The insurance industry’s counter to Medicare for All is Medicare Advantage, the privately run plans that already serve 22 million seniors or more than a third of beneficiaries.
That number will only grow in the years ahead as the next generation of seniors, already comfortable with managed care through their workplace plans, age into the program. The Congressional Budget Office projects MA plan enrollment will grow to 42% of beneficiaries by 2028.
Why are seniors flocking to these insurer-run alternatives, which would be eliminated under M4A bills? That’s easy: more benefits, no added premiums for supplemental and drug coverage, and lower out-of-pocket expenses. MA plans’ limited networks and prior authorization requirements seem an acceptable tradeoff, especially for healthier seniors.
But what if seniors opting into MA are not only healthier, but also less prone to visiting the doctor or hospital? What if MA plans’ claims that they are succeeding in delivering higher quality care at lower cost is based on nothing more than self-selection or, more darkly, plan cherry-picking?
There’s mounting evidence this may be the case. A report by the Kaiser Family Foundation revealed that beneficiaries who enrolled in MA plans in 2016 had $1,253 less in Medicare spending in the year before joining an MA plan compared with seniors with similar medical profiles who stayed in traditional Medicare.
Insurers say they’ve earned their soaring enrollments and rising profitability by focusing on care coordination, offering incentives for healthy behavior, and providing targeted interventions for high-cost patients with multiple chronic conditions. The Kaiser study suggested it may actually be due to “pre-existing differences in care seeking behavior.”
Who’s right? One way to tell would be by analyzing whether high utilizers who joined MA saw their claims go down once they were in a private plan. Alas, as the Medicare Payment Advisory Commission discussed in depth at its spring meeting, the data flowing from MA plans to the CMS is completely inadequate for evaluating spending patterns.

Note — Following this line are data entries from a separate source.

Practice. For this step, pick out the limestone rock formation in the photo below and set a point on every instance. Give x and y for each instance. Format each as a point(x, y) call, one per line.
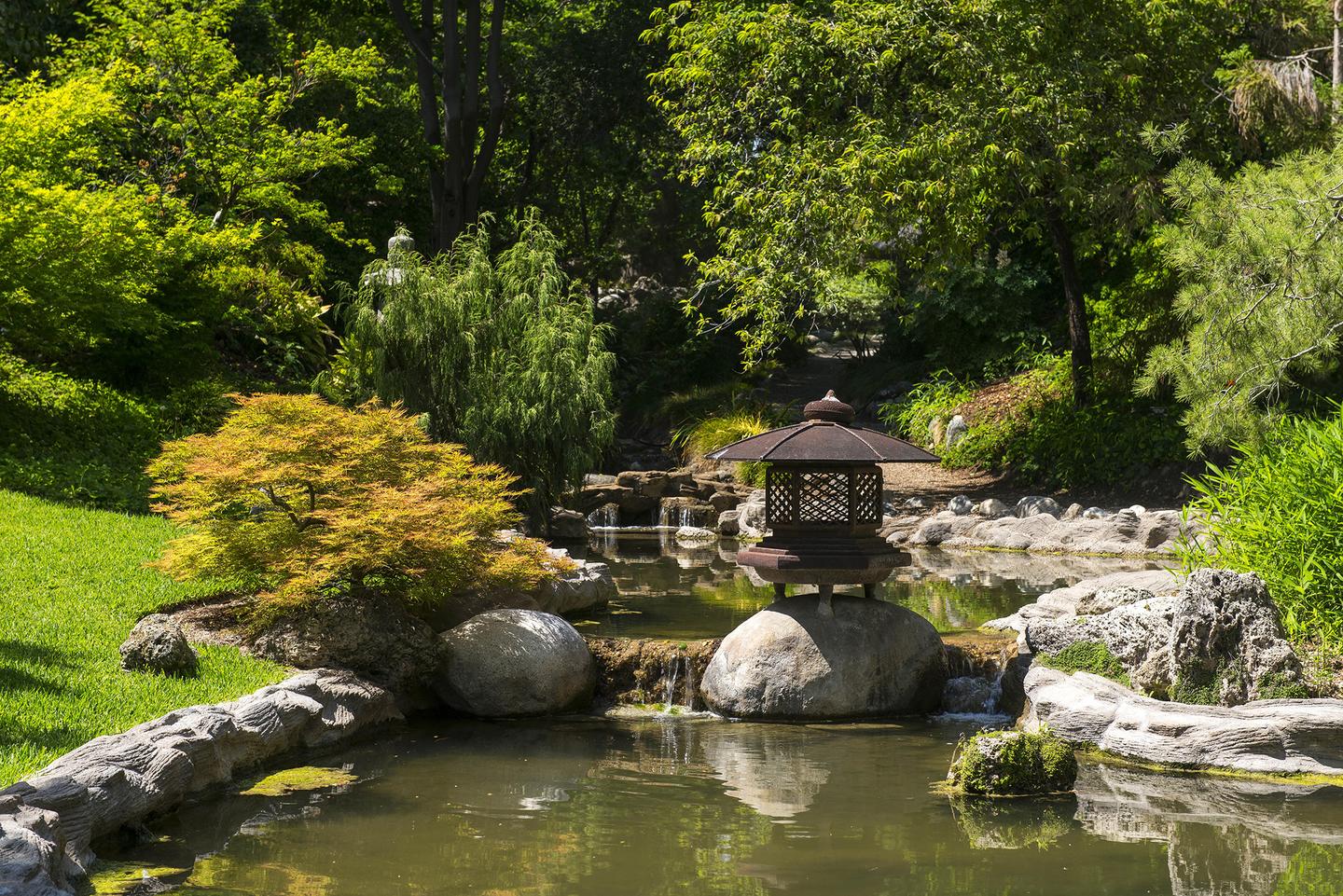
point(159, 643)
point(515, 663)
point(790, 661)
point(48, 821)
point(1217, 641)
point(1269, 737)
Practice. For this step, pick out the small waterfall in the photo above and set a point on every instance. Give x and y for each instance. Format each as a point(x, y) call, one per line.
point(669, 682)
point(604, 517)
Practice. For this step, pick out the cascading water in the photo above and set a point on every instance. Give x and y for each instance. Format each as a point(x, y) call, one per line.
point(669, 676)
point(604, 517)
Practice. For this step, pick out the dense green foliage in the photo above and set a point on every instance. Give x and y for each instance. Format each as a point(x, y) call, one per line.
point(498, 351)
point(295, 499)
point(73, 584)
point(1278, 511)
point(1261, 256)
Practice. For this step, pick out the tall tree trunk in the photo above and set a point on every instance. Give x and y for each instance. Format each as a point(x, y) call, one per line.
point(1079, 328)
point(1337, 60)
point(449, 84)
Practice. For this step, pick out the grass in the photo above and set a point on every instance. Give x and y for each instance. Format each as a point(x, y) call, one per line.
point(72, 585)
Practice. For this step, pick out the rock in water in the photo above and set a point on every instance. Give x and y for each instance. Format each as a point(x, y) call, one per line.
point(961, 505)
point(515, 663)
point(787, 661)
point(1013, 764)
point(158, 643)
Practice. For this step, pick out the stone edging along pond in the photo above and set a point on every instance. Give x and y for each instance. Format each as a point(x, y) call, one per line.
point(48, 821)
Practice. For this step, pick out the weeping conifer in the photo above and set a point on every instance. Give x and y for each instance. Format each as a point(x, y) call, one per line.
point(500, 352)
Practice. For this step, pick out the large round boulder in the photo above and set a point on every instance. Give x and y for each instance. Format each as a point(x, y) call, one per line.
point(794, 661)
point(515, 663)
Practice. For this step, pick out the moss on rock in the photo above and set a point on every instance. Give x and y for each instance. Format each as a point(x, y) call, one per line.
point(1087, 655)
point(298, 779)
point(1013, 764)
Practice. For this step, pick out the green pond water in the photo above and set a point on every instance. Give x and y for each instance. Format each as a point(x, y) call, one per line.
point(683, 805)
point(688, 805)
point(672, 591)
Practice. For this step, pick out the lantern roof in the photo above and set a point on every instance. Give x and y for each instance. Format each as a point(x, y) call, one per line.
point(824, 435)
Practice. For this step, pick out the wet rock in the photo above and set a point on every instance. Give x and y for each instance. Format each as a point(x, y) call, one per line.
point(695, 535)
point(366, 633)
point(729, 523)
point(961, 505)
point(568, 526)
point(991, 508)
point(119, 779)
point(1226, 636)
point(1013, 764)
point(640, 670)
point(751, 516)
point(968, 695)
point(793, 661)
point(515, 663)
point(1218, 641)
point(686, 512)
point(159, 643)
point(1272, 737)
point(583, 586)
point(1037, 504)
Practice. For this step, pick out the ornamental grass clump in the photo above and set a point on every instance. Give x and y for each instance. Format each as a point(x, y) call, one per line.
point(1278, 512)
point(296, 499)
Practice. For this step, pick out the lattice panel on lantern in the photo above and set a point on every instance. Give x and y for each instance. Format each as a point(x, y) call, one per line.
point(824, 497)
point(781, 496)
point(866, 489)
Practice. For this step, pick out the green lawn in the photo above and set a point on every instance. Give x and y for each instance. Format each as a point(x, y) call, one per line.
point(72, 586)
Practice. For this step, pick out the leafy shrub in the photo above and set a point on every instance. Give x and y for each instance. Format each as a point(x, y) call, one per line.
point(295, 497)
point(1278, 511)
point(699, 438)
point(924, 403)
point(72, 439)
point(500, 351)
point(1031, 426)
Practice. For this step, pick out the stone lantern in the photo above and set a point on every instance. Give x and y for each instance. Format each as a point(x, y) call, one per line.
point(824, 500)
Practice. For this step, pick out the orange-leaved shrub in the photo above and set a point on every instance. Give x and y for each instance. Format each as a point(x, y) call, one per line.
point(296, 499)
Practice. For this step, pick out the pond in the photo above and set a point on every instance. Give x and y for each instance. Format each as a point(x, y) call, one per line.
point(699, 806)
point(673, 591)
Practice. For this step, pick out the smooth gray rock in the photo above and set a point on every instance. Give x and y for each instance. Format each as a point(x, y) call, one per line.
point(515, 663)
point(48, 821)
point(1269, 737)
point(158, 643)
point(729, 523)
point(957, 430)
point(793, 661)
point(992, 508)
point(751, 516)
point(961, 505)
point(567, 526)
point(1037, 504)
point(585, 586)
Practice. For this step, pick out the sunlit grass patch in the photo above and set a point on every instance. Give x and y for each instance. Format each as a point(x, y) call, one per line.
point(72, 586)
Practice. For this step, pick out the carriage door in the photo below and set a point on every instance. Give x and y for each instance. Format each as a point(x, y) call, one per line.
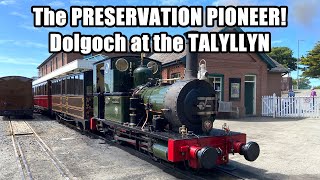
point(98, 90)
point(250, 94)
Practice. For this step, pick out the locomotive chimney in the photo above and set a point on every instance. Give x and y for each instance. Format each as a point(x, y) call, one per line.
point(191, 69)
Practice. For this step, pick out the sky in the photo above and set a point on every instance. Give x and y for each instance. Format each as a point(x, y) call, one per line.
point(23, 47)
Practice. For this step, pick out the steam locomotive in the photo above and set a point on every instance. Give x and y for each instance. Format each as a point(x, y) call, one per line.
point(125, 98)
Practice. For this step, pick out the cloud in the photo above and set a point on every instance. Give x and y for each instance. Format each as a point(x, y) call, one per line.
point(28, 27)
point(7, 2)
point(81, 2)
point(18, 61)
point(19, 15)
point(24, 43)
point(174, 2)
point(234, 2)
point(59, 4)
point(305, 12)
point(277, 42)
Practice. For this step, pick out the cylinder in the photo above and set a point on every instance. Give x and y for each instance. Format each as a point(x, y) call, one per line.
point(207, 157)
point(160, 151)
point(251, 151)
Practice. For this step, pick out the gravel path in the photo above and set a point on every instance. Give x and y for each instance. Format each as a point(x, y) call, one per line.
point(289, 150)
point(88, 158)
point(8, 166)
point(288, 147)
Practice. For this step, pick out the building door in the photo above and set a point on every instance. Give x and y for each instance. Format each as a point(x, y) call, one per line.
point(250, 94)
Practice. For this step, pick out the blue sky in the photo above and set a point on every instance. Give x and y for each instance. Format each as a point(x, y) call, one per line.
point(23, 47)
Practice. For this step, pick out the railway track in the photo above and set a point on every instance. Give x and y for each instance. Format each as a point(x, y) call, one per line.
point(218, 173)
point(21, 131)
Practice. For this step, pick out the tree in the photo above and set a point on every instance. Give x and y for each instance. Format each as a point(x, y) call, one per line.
point(304, 83)
point(312, 61)
point(284, 56)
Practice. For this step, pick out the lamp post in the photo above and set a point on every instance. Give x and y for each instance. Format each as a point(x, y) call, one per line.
point(298, 63)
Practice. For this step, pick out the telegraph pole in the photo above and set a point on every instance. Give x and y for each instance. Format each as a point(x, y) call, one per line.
point(298, 63)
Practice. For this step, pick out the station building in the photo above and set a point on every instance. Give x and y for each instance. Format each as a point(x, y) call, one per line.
point(240, 78)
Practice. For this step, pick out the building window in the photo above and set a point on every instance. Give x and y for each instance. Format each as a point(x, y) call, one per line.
point(217, 85)
point(62, 58)
point(56, 62)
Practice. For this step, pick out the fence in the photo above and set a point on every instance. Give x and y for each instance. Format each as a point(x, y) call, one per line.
point(291, 106)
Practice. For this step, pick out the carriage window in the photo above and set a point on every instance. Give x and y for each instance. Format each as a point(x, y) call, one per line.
point(59, 86)
point(76, 84)
point(81, 84)
point(63, 86)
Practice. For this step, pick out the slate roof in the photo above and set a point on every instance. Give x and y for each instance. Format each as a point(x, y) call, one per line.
point(172, 58)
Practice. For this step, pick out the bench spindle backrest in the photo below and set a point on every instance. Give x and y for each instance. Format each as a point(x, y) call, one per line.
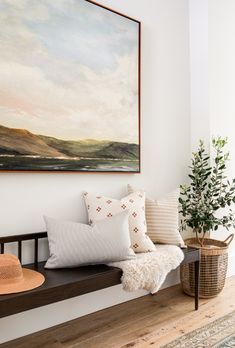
point(19, 239)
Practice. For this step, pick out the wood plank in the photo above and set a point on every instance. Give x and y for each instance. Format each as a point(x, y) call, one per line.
point(60, 284)
point(144, 322)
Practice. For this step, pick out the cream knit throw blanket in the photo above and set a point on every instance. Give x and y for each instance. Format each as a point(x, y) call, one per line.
point(149, 270)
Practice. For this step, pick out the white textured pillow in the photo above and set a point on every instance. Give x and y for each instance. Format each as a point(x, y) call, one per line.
point(100, 208)
point(74, 244)
point(163, 219)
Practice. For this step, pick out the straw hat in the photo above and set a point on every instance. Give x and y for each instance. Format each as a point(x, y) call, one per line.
point(14, 278)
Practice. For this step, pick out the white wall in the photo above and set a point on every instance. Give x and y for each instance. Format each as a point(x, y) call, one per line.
point(25, 198)
point(212, 81)
point(222, 86)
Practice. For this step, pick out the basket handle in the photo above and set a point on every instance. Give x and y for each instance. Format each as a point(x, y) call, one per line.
point(229, 239)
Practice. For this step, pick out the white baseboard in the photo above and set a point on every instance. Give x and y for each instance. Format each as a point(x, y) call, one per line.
point(44, 317)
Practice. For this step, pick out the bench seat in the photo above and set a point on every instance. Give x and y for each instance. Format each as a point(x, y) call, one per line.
point(60, 284)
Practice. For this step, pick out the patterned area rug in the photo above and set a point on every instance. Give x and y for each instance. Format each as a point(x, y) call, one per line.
point(218, 334)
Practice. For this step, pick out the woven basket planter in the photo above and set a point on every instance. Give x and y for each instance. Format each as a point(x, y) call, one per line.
point(213, 267)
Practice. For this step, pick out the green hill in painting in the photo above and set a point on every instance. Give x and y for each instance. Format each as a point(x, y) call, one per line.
point(22, 142)
point(93, 148)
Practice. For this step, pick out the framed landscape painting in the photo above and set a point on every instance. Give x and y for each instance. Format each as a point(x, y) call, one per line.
point(69, 87)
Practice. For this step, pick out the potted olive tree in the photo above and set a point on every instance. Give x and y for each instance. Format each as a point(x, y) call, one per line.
point(203, 202)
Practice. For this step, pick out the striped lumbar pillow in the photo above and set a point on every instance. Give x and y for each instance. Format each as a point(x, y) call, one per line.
point(162, 219)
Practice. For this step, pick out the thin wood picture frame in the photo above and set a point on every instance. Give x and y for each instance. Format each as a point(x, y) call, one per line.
point(64, 109)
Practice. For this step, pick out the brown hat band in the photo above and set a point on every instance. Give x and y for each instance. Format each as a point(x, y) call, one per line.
point(12, 280)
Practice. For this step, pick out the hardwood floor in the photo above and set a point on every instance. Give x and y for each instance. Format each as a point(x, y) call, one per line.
point(150, 321)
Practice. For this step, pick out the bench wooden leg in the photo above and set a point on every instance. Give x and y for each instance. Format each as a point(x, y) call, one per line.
point(197, 282)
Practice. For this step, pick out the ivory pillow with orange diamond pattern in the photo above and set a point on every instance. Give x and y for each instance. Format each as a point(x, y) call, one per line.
point(100, 207)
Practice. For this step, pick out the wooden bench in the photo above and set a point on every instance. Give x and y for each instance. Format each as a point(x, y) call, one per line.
point(62, 284)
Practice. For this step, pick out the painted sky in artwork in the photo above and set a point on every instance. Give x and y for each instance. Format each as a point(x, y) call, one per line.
point(68, 69)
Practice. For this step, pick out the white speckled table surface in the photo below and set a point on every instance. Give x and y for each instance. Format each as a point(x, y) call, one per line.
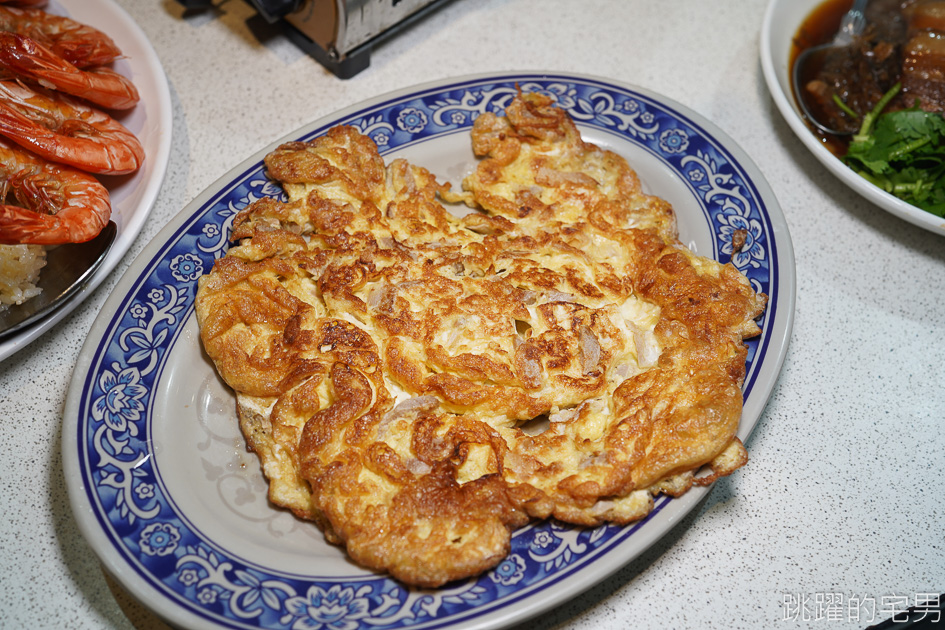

Unlike traditional fee-for-service Medicare, MA plans receive a capitated payment for every enrollee. While the agency has a detailed record for every service its providers delivered under fee-for-service, it only began collecting “encounter” data from MA plans in 2012 and it is low quality.
When MedPAC analysts compared MA reports to hospital records for the same patients, 10% of the beneficiaries didn’t line up and 22% of claims had different service dates. Physician data was even worse with less than half the MA encounter reports lining up with data provided by doctors.
In theory, MA plans have an incentive to accurately report claims since they affect risk-adjustment payments. But only 25% of those adjustments are based on encounter data. Most is based on diagnoses, not actual treatments delivered.
To get better data, MedPAC recommended the CMS withhold payments to MA plans until they provide complete and accurate encounter data. It also called for using Medicare administrative contractors, which process fee-for-service claims, to collect the MA data if that didn’t work.
It’s time for full transparency on MA service payments to providers, with the data including both the quantity of services delivered and their prices. If, as some providers allege, MA plans are using their market power to pay less than Medicare rates, the CMS will eventually want to use that information to calculate the annual updates for Medicare Advantage plans.
Robert Pear (1949-2019)
I note with great sadness the passing of Robert Pear, the New York Times healthcare reporter whom colleagues often called the hardest-working journalist in Washington. His frequent scoops often began with a close reading of the Federal Register, poring over obscure government reports, or seeing the significance in a fleeting comment at a congressional hearing. He will be missed.